Values for the Future at TMH

This month, the Meeting House joins schools and organizations around the country in promoting National Bullying Prevention Awareness and drawing attention to this important issue. Especially as put-downs, exclusion, and distrust dominate in the media and public sphere these days, it seems all the more important to be discussing bullying with our kids and practicing ways to combat it. I believe our Meeting House community is an ideal space to do that, as our core values -- respect, diversity, inclusion, friendship, and community -- form a strong counterforce to the culture of bullying.

These values aren’t just words we put on our website. They’re the foundation upon which we build all of our programs and are at the heart of our community. By cultivating these values and providing opportunities for our students to practice them, our hope is that ultimately, they will choose to adopt them as their own. Like the old adage says, practice makes perfect, so in order to achieve that goal we put these values into action each and every day. This involves a special kind of education; one that doesn’t involve notebooks or calculators, tests or textbooks. It’s social-emotional learning, or character education, and it is part of everyday life here at the Meeting House.

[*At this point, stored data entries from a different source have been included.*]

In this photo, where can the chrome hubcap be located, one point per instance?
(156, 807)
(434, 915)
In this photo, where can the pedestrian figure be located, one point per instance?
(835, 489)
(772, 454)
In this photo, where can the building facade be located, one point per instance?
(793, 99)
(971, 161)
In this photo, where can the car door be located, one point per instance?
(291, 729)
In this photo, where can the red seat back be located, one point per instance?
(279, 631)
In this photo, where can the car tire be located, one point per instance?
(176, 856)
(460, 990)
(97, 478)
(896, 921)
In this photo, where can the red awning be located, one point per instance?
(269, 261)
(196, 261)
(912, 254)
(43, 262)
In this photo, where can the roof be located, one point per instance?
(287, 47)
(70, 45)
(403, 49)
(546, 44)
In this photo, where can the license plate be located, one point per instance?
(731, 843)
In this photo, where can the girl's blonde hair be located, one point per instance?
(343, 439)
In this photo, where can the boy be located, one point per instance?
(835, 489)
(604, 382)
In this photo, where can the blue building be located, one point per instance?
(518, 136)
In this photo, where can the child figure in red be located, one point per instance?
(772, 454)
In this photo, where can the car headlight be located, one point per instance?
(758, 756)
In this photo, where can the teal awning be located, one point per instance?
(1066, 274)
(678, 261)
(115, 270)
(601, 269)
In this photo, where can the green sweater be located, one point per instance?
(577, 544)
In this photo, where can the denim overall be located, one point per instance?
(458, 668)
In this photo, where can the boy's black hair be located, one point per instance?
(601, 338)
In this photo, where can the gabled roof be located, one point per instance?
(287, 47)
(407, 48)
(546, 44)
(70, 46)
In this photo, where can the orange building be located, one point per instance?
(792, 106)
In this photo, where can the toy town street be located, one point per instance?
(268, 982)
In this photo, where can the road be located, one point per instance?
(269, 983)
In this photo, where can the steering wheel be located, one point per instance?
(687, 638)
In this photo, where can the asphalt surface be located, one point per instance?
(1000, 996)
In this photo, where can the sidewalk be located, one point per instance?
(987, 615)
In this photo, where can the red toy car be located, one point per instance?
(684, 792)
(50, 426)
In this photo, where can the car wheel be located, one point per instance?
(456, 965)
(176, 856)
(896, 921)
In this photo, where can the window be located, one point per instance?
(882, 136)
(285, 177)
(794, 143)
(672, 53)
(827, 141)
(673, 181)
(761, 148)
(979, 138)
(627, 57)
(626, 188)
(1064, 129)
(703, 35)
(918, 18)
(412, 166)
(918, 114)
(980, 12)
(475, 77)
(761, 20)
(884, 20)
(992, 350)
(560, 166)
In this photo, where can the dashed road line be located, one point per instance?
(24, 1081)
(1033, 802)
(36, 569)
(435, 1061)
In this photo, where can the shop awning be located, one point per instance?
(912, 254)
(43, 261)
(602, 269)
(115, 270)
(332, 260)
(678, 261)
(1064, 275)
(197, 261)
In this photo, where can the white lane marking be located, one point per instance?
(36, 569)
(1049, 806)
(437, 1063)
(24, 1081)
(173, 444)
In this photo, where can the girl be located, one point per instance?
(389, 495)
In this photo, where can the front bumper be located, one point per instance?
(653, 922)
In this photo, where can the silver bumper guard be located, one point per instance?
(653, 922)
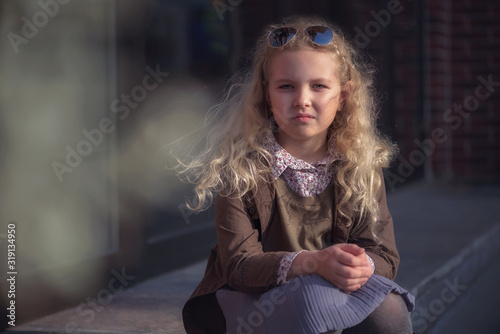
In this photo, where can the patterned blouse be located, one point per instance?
(306, 179)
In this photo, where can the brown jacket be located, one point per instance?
(238, 261)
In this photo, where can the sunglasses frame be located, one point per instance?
(307, 31)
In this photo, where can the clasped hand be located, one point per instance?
(344, 265)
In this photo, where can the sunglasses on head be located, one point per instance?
(319, 35)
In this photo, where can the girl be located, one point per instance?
(305, 239)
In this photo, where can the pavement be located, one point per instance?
(448, 237)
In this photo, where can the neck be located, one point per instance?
(310, 150)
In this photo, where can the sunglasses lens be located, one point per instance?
(320, 35)
(280, 37)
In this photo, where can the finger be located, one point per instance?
(348, 259)
(353, 249)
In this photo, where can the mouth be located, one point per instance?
(303, 117)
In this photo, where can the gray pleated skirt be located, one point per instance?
(307, 304)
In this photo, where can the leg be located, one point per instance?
(390, 317)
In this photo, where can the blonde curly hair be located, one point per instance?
(234, 158)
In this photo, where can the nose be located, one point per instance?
(302, 98)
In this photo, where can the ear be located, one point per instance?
(346, 90)
(265, 88)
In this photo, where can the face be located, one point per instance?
(304, 94)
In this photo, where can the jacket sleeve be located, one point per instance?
(245, 266)
(383, 252)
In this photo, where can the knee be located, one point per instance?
(391, 316)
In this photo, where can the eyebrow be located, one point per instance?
(281, 80)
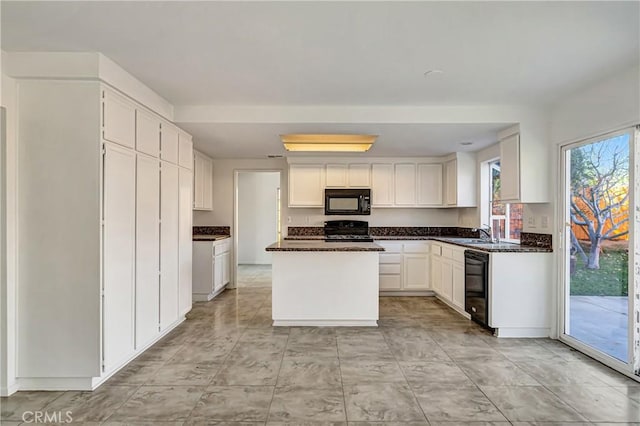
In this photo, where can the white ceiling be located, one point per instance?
(401, 140)
(341, 53)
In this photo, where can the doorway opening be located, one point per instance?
(257, 226)
(599, 292)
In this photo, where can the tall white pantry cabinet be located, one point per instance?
(104, 228)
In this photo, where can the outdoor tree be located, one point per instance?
(599, 195)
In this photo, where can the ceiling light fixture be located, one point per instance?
(327, 142)
(433, 72)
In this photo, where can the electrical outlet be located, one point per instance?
(544, 221)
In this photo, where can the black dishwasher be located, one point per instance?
(476, 286)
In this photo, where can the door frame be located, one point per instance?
(633, 364)
(236, 173)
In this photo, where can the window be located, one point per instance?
(505, 218)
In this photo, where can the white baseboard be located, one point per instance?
(9, 390)
(83, 383)
(394, 293)
(521, 332)
(325, 323)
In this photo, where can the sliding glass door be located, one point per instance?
(599, 288)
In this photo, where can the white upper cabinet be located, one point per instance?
(510, 168)
(118, 119)
(169, 143)
(348, 175)
(382, 185)
(359, 176)
(306, 185)
(202, 182)
(147, 133)
(524, 164)
(430, 184)
(460, 180)
(336, 175)
(185, 151)
(405, 184)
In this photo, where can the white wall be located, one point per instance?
(222, 214)
(257, 216)
(8, 240)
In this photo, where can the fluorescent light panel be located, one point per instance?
(327, 142)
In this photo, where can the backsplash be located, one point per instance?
(536, 240)
(211, 230)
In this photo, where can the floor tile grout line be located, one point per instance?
(415, 398)
(273, 394)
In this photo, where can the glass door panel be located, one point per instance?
(597, 218)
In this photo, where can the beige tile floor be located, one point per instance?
(424, 365)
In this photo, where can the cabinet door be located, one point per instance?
(169, 143)
(226, 268)
(359, 176)
(218, 271)
(185, 232)
(451, 170)
(119, 192)
(382, 185)
(436, 274)
(207, 185)
(336, 175)
(306, 185)
(416, 272)
(169, 244)
(147, 133)
(198, 182)
(185, 151)
(147, 249)
(447, 279)
(510, 168)
(119, 119)
(458, 285)
(405, 184)
(430, 184)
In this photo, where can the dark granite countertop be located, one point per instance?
(320, 245)
(210, 237)
(464, 242)
(493, 247)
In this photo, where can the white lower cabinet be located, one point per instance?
(404, 266)
(447, 274)
(211, 268)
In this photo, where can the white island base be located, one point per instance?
(325, 288)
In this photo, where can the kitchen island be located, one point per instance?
(318, 283)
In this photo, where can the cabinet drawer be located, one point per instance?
(391, 247)
(390, 282)
(390, 268)
(390, 258)
(221, 248)
(416, 247)
(458, 256)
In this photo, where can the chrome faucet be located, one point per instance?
(486, 234)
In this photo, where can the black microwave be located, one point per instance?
(347, 201)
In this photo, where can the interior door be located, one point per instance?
(598, 242)
(119, 216)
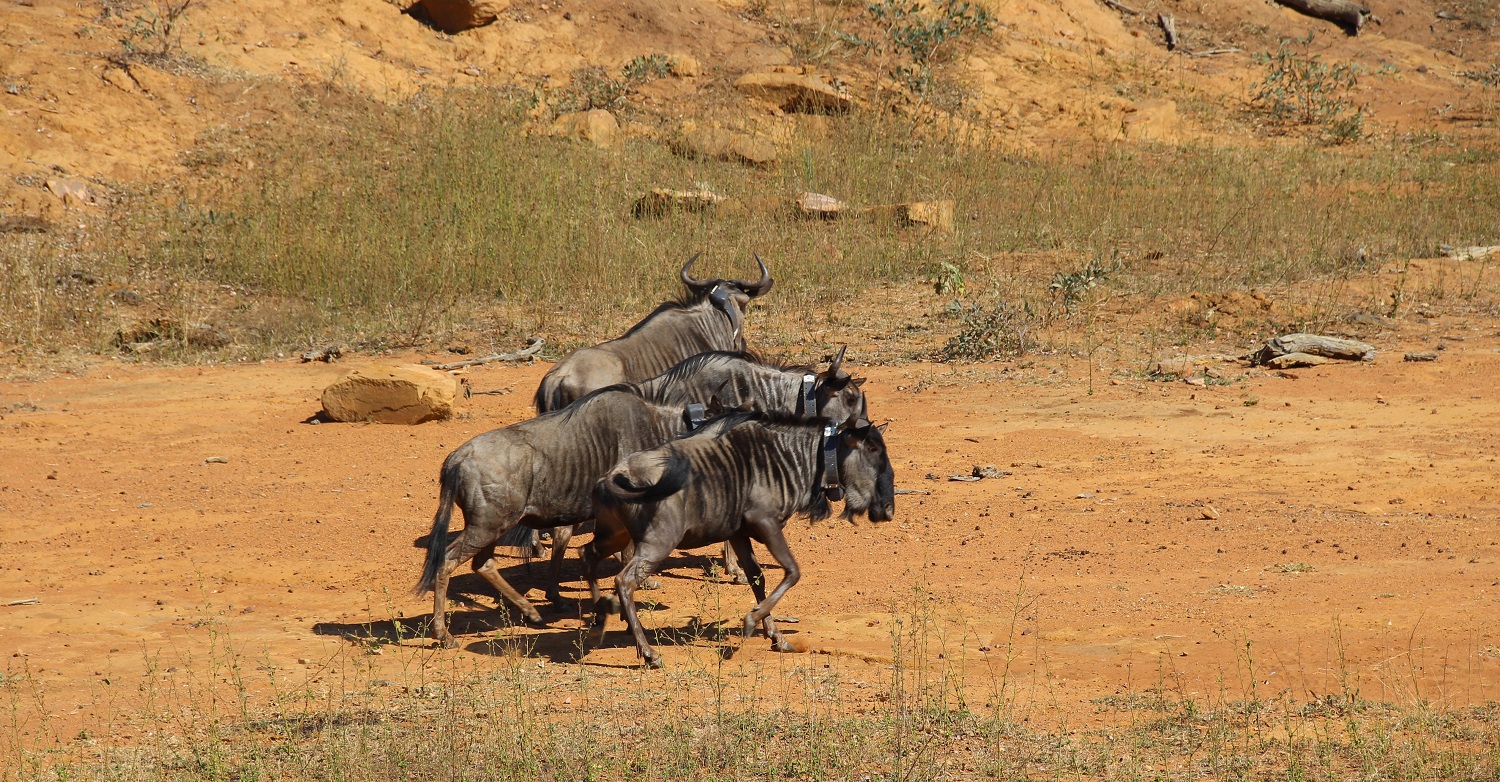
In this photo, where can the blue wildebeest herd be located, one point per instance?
(620, 439)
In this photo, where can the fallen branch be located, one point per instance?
(1121, 6)
(1341, 12)
(324, 354)
(533, 347)
(1328, 347)
(1169, 27)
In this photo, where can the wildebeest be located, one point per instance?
(537, 473)
(734, 380)
(738, 479)
(707, 318)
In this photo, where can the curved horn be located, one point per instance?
(687, 279)
(833, 368)
(756, 288)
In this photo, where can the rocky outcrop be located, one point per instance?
(390, 394)
(795, 93)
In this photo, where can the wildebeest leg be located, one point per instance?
(491, 572)
(648, 556)
(756, 580)
(458, 551)
(732, 563)
(560, 538)
(608, 541)
(770, 533)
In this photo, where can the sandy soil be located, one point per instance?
(78, 105)
(1139, 538)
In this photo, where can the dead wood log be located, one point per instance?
(1329, 347)
(324, 354)
(1121, 6)
(533, 347)
(1341, 12)
(1169, 27)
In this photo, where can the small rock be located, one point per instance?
(596, 126)
(818, 206)
(723, 144)
(686, 66)
(458, 15)
(71, 191)
(987, 470)
(390, 394)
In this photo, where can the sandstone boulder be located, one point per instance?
(723, 144)
(818, 206)
(596, 126)
(390, 394)
(1152, 120)
(686, 66)
(458, 15)
(795, 93)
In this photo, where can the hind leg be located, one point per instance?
(491, 572)
(560, 539)
(770, 533)
(459, 550)
(732, 566)
(648, 557)
(608, 539)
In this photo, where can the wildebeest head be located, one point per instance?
(839, 397)
(728, 294)
(864, 472)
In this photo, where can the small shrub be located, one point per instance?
(1071, 287)
(647, 68)
(923, 33)
(948, 279)
(153, 35)
(986, 332)
(1304, 90)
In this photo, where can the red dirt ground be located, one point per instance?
(1136, 541)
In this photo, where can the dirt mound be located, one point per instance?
(113, 92)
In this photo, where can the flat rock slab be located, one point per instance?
(390, 394)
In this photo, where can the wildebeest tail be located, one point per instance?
(438, 539)
(626, 487)
(549, 395)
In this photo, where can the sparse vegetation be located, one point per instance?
(447, 213)
(1302, 90)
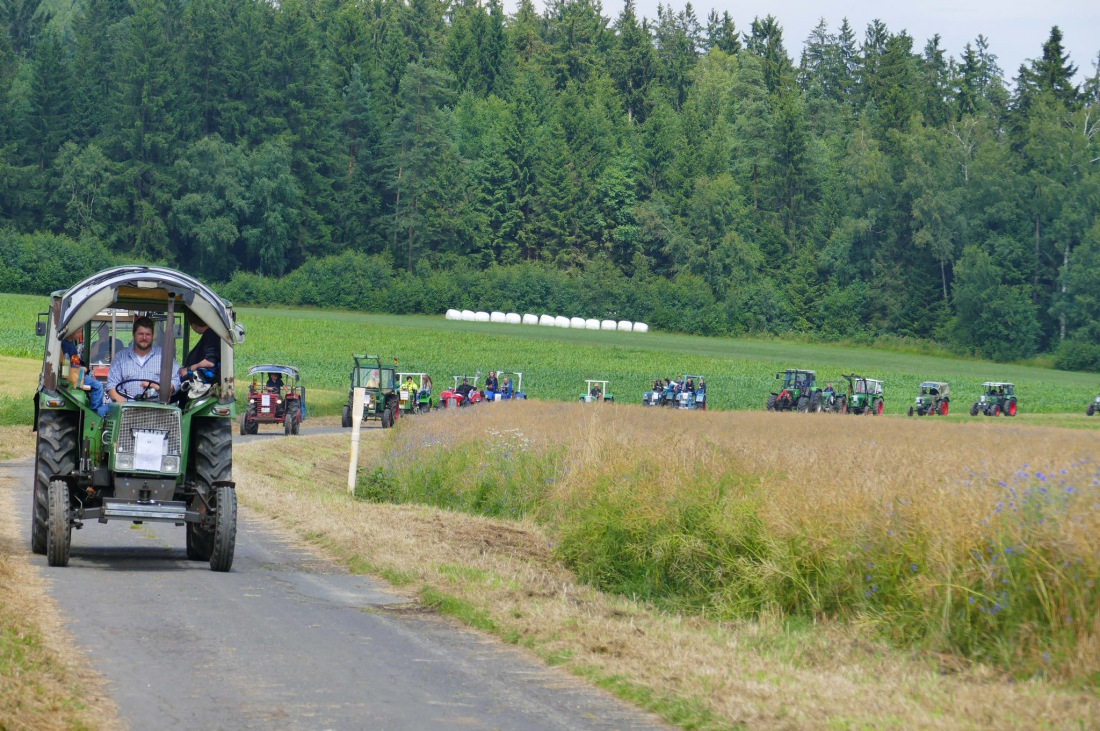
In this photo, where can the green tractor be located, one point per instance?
(865, 395)
(152, 457)
(381, 400)
(997, 398)
(800, 392)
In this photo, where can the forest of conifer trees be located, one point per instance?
(878, 185)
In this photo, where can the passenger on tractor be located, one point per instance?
(135, 370)
(199, 370)
(85, 380)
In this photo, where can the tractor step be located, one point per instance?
(136, 511)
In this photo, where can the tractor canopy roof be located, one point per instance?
(144, 288)
(289, 372)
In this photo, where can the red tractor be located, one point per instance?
(275, 397)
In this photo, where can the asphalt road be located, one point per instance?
(288, 641)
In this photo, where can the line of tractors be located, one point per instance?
(801, 391)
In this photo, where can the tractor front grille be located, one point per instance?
(143, 419)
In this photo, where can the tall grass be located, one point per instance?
(961, 539)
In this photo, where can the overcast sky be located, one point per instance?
(1015, 30)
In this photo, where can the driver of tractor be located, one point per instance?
(135, 372)
(85, 380)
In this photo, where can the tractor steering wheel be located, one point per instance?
(142, 397)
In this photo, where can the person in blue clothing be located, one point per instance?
(72, 350)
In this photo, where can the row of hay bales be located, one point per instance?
(548, 321)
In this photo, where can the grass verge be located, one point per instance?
(694, 671)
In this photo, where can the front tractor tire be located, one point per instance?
(59, 531)
(224, 531)
(55, 454)
(212, 458)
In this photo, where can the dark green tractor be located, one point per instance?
(998, 398)
(800, 392)
(381, 399)
(865, 395)
(151, 458)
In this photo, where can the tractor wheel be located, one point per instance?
(55, 454)
(224, 530)
(59, 531)
(212, 462)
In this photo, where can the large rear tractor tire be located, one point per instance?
(212, 462)
(55, 454)
(59, 532)
(224, 531)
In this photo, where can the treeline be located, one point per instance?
(876, 187)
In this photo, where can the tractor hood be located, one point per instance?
(135, 286)
(286, 370)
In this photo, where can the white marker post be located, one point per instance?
(356, 423)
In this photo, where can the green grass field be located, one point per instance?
(556, 362)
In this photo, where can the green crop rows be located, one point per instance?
(556, 362)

What does social-emotional learning or character education look like at the Meeting House?

Collaboration

Part of character education is learning how to coexist in relationship with others. As our Advisory Board member, Linda Gardner says, character education is a learning process that teaches “the habits of thought and deed that help people live and work together as families, friends, neighbors, communities and nations.” We incorporate practice in the essential skills of collaboration, communication, and problem-solving, helping our students learn how to get along with others, settle disagreements respectfully, and support each other in the learning process.

Friendship

What is the opposite of bullying? Friendship. This is perhaps the most primary value that we encourage and promote at The Meeting House. We believe in the value of being kind, inclusive and respectful, despite our differences. Our students learn that compassion and kindness is always the best choice. Like First Lady Michelle Obama reminded us in her recent speech, “when someone is cruel or acts like a bully, you don’t stoop to their level.” We encourage our students, to take this one step further, standing up for others, and being a friend to all, building the kind of community in which everyone feels welcome.

Responsibility

To again quote Linda Gardner, character education helps students “understand, care about and act on core ethical values such as respect, justice, civic virtue and citizenship, and responsibility for self and others.” The importance of these values has certainly been brought to light over the past few months of presidential campaigning, as division and animosity have become ever more prominent in the media, on the national political stage, and in local communities around the country. The kids in our programs are tomorrow’s leaders, voters, and citizens, and it’s our hope that they will carry the Meeting House values with them, creating a kinder more inclusive country and world.

Only when students develop their social and emotional selves, and then become confident in those parts of themselves, can they form a strong sense of character. Every day at the Meeting House, our students are becoming -- each in their own individual ways and at their own pace --  the responsible citizens, good friends, and kind and honest individuals this country needs for the future.